45. The board concludes that starting from the disclosure in document D5 the skilled person would not arrive in an obvious manner at the claimed polypeptide. The board has not heard any argument that this conclusion would be incorrect were the disclosure in document D5 to be combined with the teaching in any of the other cited documents.
46. Therefore, the subject-matter of claim 1 involves an inventive step (Article 56 EPC). The same conclusion applies equally to the subject-matter of dependent claims 2 and 3.
Sufficiency of disclosure (Article 83 EPC)
47. In this regard, during the oral proceedings the appellant merely referred to the objections they made as to a lack of sufficiency of disclosure of the patent in relation to the invention claimed in the patent as granted (see section XI.).

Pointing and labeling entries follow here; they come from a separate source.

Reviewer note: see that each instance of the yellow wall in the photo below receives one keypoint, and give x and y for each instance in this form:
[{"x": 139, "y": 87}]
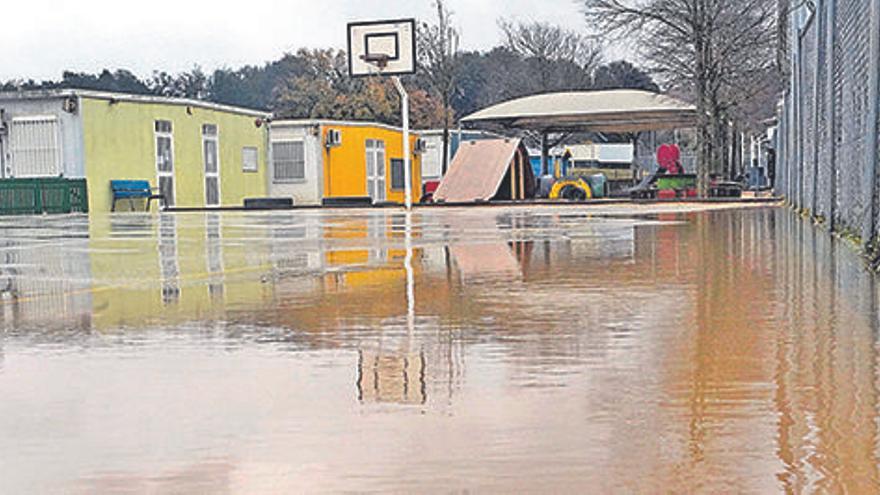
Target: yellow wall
[
  {"x": 345, "y": 169},
  {"x": 120, "y": 143}
]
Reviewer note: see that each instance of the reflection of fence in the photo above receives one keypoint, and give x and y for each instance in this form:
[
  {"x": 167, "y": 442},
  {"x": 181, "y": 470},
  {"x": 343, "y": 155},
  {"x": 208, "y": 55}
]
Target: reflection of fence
[
  {"x": 828, "y": 131},
  {"x": 45, "y": 195}
]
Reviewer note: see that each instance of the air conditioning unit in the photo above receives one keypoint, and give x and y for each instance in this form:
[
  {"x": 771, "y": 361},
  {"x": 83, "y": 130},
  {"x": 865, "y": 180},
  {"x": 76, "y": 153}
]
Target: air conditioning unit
[
  {"x": 70, "y": 104},
  {"x": 333, "y": 138}
]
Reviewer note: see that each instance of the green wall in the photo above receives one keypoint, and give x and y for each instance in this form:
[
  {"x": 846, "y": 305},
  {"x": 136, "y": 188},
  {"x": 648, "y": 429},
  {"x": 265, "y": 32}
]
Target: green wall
[{"x": 119, "y": 143}]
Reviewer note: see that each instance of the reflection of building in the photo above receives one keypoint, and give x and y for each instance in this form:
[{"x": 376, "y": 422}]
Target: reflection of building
[
  {"x": 44, "y": 281},
  {"x": 198, "y": 153},
  {"x": 315, "y": 160},
  {"x": 392, "y": 378}
]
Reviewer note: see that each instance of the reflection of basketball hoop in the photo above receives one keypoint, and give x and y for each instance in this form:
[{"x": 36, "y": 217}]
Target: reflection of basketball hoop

48. However, in view of the amendments to claim 1, these objections do not appear to be applicable to the claimed subject-matter. While claim 1 does not require the claimed construct to have any bactericidal activity, the claimed construct possesses bactericidal activity for Staphylococcus aureus strains (see point 42.). Furthermore, specifying the amino acid sequence SEQ ID NO:4 enables the skilled person to make the claimed polypeptide.
49. The board thus concludes that the patent discloses the claimed invention in a manner sufficiently clear and complete for it to be carried out by a person skilled in the art as required by Article 83 EPC.
For these reasons it is decided that:
1. The decision under appeal is set aside.
2. The case is remitted to the opposition division with the order to maintain the patent on the basis of the set of claims of the "second auxiliary request 15:10" filed during the oral proceedings and a description to be adapted thereto.